Monday 9 December 2019

Ten of the Best

On Saturday night, Chris, Jacquie and I convened over their kitchen table for what would turn out to be something of an epic night of short games. After tea - which also involved a discussion of tactical voting with the kids - the three (relative) grown-ups kicked things off with Azul. Chris mentioned that Jacquie was evil in Azul, and I noticed with some alarm that I was sitting to her left. As it happened though, Chris got the worst of the broken tiles in a fairly close-run battle:

Jacquie 82
Sam 80
Chris 69

Before we moved on to slightly sillier fare with Letter Jam. For the uninitiated, Letter Jam is a co-op where everyone is trying to help everyone else figure out what letters they have - like Just One, your own cards face away from you - in order to figure out their word. It's surprisingly easy to go wrong, even for seasoned Scrabble players like Jacquie. We tried again - Ashton joining us for the second attempt - but once again failed. A clever game though.

one I took earlier

By now it was approaching nine so we kicked the kids into bed and re-introduced Jacquie to the murky world of High Society. Despite our warnings, she spent too much money in our first game and ended destitute. I won with something like ten points, whereas Chris had both the x2 cards but with no points at all, it was double nothing. In the second I grabbed to early high cards but undid my good work - I bid to force up the prices of two subsequent cards and both times Chris and Jacquie deviously passed on me, leaving me points-rich but cash-poor. Chris won this one.



Jacquie then retired to bed and Chris introduced me to Jaipur, the game of trading for two in India. It has been around for years but I'd never actually played it, and I can see why it has a good reputation: the basic idea is collecting cards and cashing them in for chips (chips being points) but the way it works allows for safety-first or luck-pushing and spoiling tactics galore as you see what your opponent is picking up and play accordingly.



We liked it so much we played it twice, although in between them we also had a double-crack at Blitzkrieg!

This is another two-player, but rather than trading you are trying to kill each other in a "20 minute" reenactment of WWII. One player is the Axis, the other the Allies, and you are drawing chits from a bag and deciding where to lay them in five theatres of war across the globe, each subdivided into two or three campaigns. Adding a chit swings momentum your way on a battle track, and when a campaign is finished whoever is in the lead on the battle track claims the points. Most places on a campaign also give rewards as well, so although the mechanics are very simple, the decisions are extremely meaningful. I really like this and Chris seemed enamoured of it too, despite me claiming a win just as he was one turn from a 7point swing in his favour...

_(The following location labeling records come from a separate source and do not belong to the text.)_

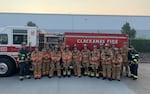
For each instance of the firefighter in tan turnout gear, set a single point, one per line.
(36, 63)
(106, 62)
(66, 59)
(94, 61)
(85, 59)
(45, 60)
(116, 64)
(76, 60)
(124, 53)
(55, 62)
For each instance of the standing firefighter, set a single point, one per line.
(55, 62)
(67, 59)
(101, 50)
(124, 53)
(116, 65)
(36, 63)
(94, 61)
(85, 59)
(45, 60)
(76, 60)
(23, 58)
(106, 62)
(134, 60)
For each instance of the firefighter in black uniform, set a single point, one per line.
(23, 58)
(133, 62)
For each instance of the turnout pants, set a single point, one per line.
(134, 70)
(45, 68)
(55, 66)
(116, 72)
(94, 71)
(24, 69)
(66, 69)
(86, 68)
(77, 69)
(106, 70)
(37, 70)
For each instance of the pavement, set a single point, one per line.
(75, 85)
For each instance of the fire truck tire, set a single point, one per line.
(7, 67)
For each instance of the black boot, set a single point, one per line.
(110, 79)
(104, 78)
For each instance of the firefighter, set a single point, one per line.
(94, 62)
(36, 63)
(106, 56)
(23, 58)
(66, 59)
(124, 53)
(134, 60)
(85, 59)
(45, 60)
(116, 64)
(76, 60)
(55, 62)
(113, 46)
(101, 50)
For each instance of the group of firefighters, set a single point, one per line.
(107, 62)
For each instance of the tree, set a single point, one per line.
(126, 29)
(32, 24)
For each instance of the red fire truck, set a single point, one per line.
(11, 38)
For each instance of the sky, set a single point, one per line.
(100, 7)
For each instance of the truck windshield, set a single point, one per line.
(19, 36)
(3, 39)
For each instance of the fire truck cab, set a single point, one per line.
(11, 38)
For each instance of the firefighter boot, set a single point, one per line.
(21, 78)
(69, 73)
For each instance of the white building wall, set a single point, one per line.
(82, 23)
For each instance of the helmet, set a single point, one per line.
(101, 44)
(125, 43)
(107, 45)
(85, 45)
(116, 49)
(94, 46)
(67, 46)
(56, 46)
(75, 45)
(23, 43)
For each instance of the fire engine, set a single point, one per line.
(11, 38)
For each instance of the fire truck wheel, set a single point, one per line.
(7, 67)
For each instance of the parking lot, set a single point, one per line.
(75, 85)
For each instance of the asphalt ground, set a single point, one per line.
(75, 85)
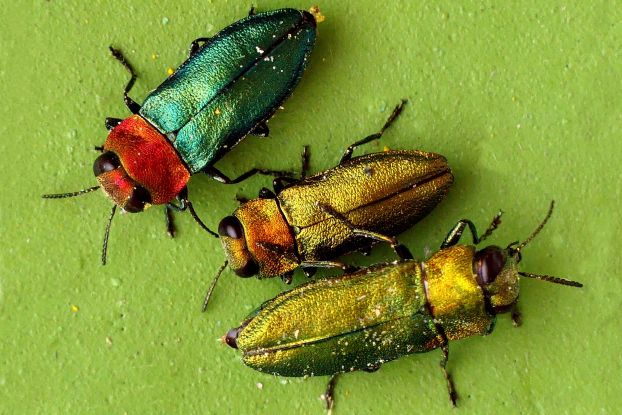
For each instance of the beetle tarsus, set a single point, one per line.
(329, 397)
(280, 183)
(265, 193)
(347, 155)
(197, 44)
(451, 390)
(170, 222)
(241, 199)
(517, 319)
(304, 161)
(260, 130)
(210, 290)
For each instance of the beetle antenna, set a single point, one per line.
(70, 194)
(198, 220)
(552, 279)
(208, 295)
(107, 234)
(537, 230)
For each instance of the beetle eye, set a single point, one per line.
(488, 264)
(248, 270)
(231, 227)
(136, 203)
(105, 162)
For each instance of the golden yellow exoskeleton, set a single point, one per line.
(361, 320)
(309, 222)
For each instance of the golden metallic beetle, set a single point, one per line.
(309, 222)
(361, 320)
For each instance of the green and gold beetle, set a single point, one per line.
(361, 320)
(307, 223)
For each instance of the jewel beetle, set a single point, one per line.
(228, 88)
(309, 222)
(361, 320)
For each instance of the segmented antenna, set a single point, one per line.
(538, 229)
(552, 279)
(208, 295)
(107, 234)
(70, 194)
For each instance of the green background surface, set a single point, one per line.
(523, 98)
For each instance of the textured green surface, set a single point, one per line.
(523, 99)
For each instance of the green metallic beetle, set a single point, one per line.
(361, 320)
(307, 223)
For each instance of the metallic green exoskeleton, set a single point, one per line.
(308, 223)
(363, 319)
(228, 88)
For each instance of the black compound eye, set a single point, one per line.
(136, 203)
(488, 264)
(248, 270)
(231, 227)
(105, 162)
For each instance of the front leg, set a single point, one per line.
(217, 175)
(129, 102)
(454, 235)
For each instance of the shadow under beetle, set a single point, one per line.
(361, 320)
(306, 223)
(228, 88)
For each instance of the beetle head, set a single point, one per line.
(124, 191)
(496, 271)
(233, 241)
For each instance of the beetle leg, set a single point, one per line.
(260, 130)
(129, 102)
(280, 183)
(287, 278)
(184, 204)
(347, 155)
(517, 319)
(328, 264)
(210, 290)
(401, 251)
(265, 193)
(450, 385)
(454, 235)
(217, 175)
(170, 222)
(241, 199)
(330, 391)
(309, 272)
(304, 160)
(196, 45)
(112, 122)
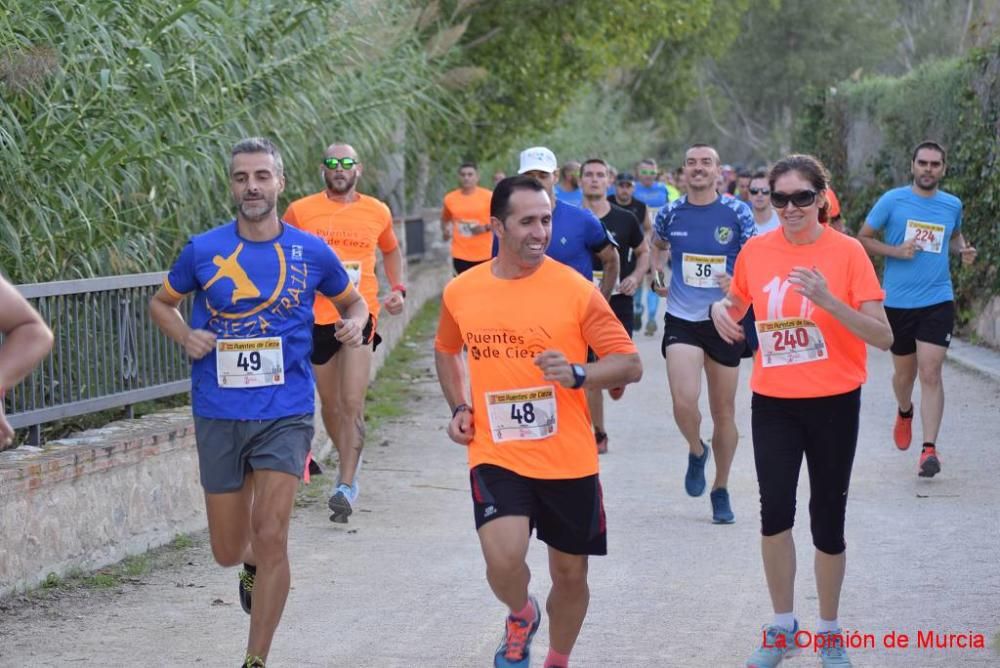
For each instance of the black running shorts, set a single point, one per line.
(701, 334)
(326, 345)
(930, 324)
(567, 515)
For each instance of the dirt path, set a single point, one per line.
(402, 584)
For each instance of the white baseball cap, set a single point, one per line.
(537, 158)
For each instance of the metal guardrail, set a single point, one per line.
(107, 351)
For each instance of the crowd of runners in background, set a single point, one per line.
(555, 269)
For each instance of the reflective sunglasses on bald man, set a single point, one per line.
(333, 163)
(799, 198)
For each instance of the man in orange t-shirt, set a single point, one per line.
(353, 225)
(465, 219)
(527, 321)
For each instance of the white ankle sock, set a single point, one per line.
(785, 620)
(828, 626)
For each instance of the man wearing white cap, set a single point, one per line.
(577, 234)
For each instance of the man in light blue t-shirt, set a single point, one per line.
(920, 225)
(702, 233)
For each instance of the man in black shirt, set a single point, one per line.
(625, 198)
(633, 252)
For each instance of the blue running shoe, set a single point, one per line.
(340, 504)
(832, 652)
(694, 479)
(515, 646)
(778, 645)
(722, 512)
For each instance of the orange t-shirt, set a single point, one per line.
(804, 351)
(476, 208)
(505, 324)
(352, 230)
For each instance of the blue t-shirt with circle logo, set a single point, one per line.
(256, 289)
(717, 229)
(925, 279)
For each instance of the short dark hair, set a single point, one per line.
(258, 145)
(500, 201)
(568, 168)
(595, 161)
(810, 168)
(718, 160)
(927, 143)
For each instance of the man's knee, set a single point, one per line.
(930, 375)
(569, 572)
(270, 539)
(227, 553)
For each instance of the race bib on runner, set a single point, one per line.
(929, 236)
(702, 271)
(790, 341)
(241, 363)
(353, 268)
(598, 277)
(522, 415)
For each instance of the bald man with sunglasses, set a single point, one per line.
(354, 225)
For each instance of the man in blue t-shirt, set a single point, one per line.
(920, 225)
(655, 196)
(254, 281)
(576, 233)
(702, 232)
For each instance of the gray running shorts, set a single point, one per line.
(228, 449)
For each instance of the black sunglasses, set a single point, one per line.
(346, 163)
(799, 198)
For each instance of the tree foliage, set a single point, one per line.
(116, 117)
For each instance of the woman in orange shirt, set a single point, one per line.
(818, 302)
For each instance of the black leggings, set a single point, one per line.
(825, 430)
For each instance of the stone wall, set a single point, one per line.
(91, 500)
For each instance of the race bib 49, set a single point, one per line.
(241, 363)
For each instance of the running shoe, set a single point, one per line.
(902, 431)
(832, 652)
(246, 577)
(722, 512)
(515, 645)
(930, 465)
(778, 645)
(340, 503)
(602, 442)
(694, 479)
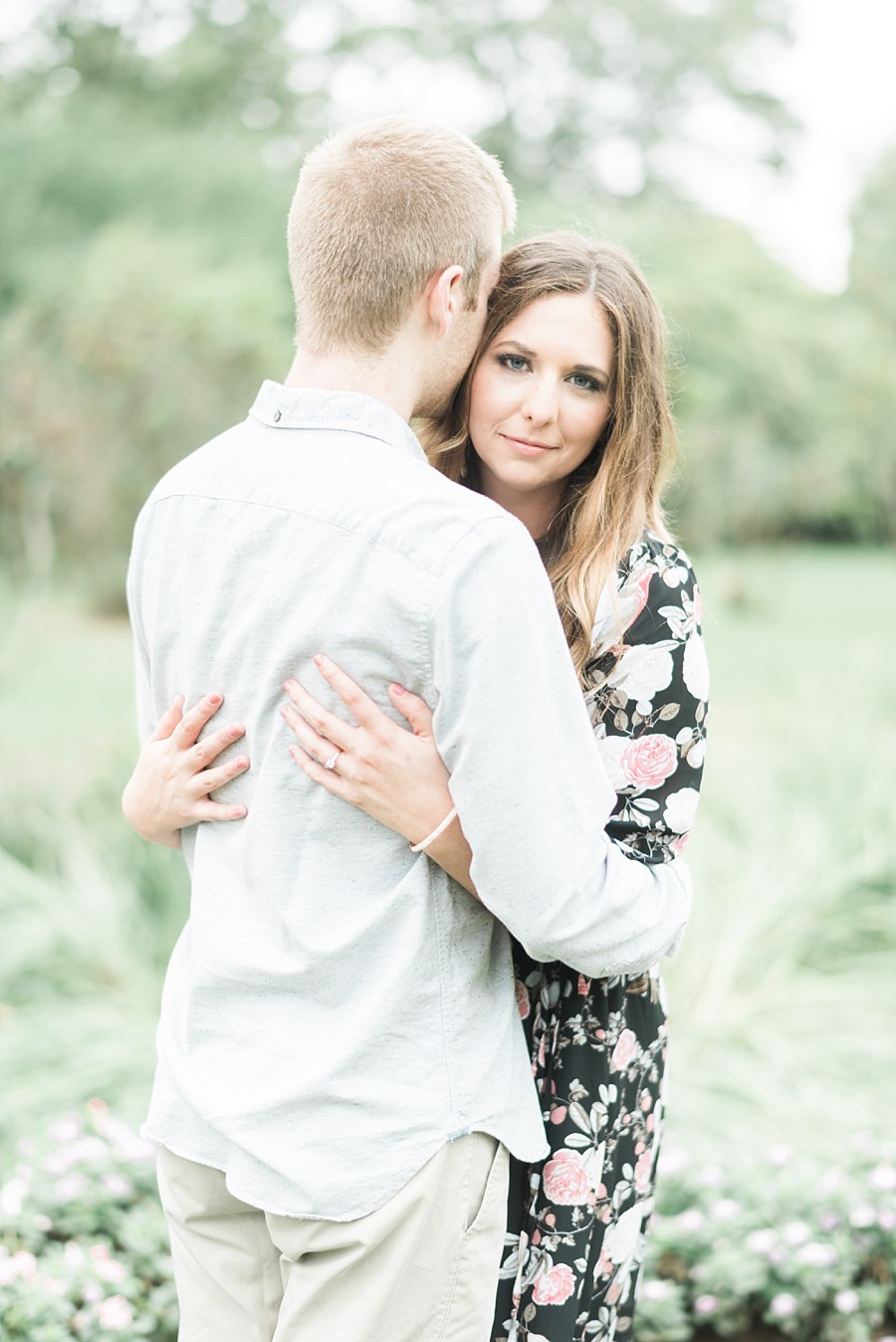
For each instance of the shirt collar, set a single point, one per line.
(308, 407)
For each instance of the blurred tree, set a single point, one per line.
(575, 95)
(872, 277)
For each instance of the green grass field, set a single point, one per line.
(783, 999)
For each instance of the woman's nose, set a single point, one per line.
(541, 403)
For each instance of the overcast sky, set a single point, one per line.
(838, 78)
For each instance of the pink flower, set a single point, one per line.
(564, 1180)
(643, 1171)
(555, 1287)
(649, 760)
(624, 1051)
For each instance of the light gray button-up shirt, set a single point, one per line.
(336, 1006)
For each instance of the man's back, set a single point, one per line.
(336, 1008)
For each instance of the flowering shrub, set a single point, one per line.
(802, 1251)
(84, 1248)
(805, 1251)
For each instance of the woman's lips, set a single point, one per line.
(526, 446)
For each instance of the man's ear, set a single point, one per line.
(444, 296)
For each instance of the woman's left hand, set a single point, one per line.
(393, 775)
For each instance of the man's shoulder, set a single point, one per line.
(375, 485)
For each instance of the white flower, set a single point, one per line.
(884, 1177)
(696, 755)
(725, 1210)
(114, 1313)
(621, 1237)
(817, 1255)
(680, 809)
(795, 1232)
(695, 667)
(643, 671)
(12, 1196)
(762, 1241)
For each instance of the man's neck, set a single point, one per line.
(385, 376)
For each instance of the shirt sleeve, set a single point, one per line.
(648, 701)
(146, 713)
(526, 772)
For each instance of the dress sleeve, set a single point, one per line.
(648, 699)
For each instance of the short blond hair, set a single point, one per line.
(378, 209)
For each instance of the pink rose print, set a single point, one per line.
(624, 1051)
(564, 1180)
(651, 760)
(555, 1287)
(643, 1169)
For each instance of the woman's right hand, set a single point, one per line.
(172, 780)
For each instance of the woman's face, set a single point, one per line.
(538, 403)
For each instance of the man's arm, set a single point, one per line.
(526, 775)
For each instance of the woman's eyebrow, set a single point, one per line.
(589, 369)
(516, 343)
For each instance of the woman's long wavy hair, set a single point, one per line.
(614, 494)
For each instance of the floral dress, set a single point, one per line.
(577, 1222)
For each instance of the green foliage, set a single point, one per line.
(131, 339)
(84, 1246)
(806, 1248)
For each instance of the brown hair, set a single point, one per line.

After our second play of Jaipur we realised it was rather late however, so we finished up with NMBR9, deciding halfway through to go through the deck twice and build some epic, high-scoring constructions. As always moments of delight and confidence were outweighed by our castigating fate, God, kismet and anything else you could mention as the pieces refused to align meaningfully. Kind of like life, one might say.


Ten games in one night - and very excellent games too. Thanks again!

1 comment:

  1. Nice to play an evening of short games. Liked Blitzkrieg. Reminded me, in a way, of Smash Up where you have different bases to keep an eye on and working out which ones to compete on and which to try and dominate.

    Thanks for popping over and for leaving your third of a bottle of red wine behind!! Went nice with my Sunday dinner!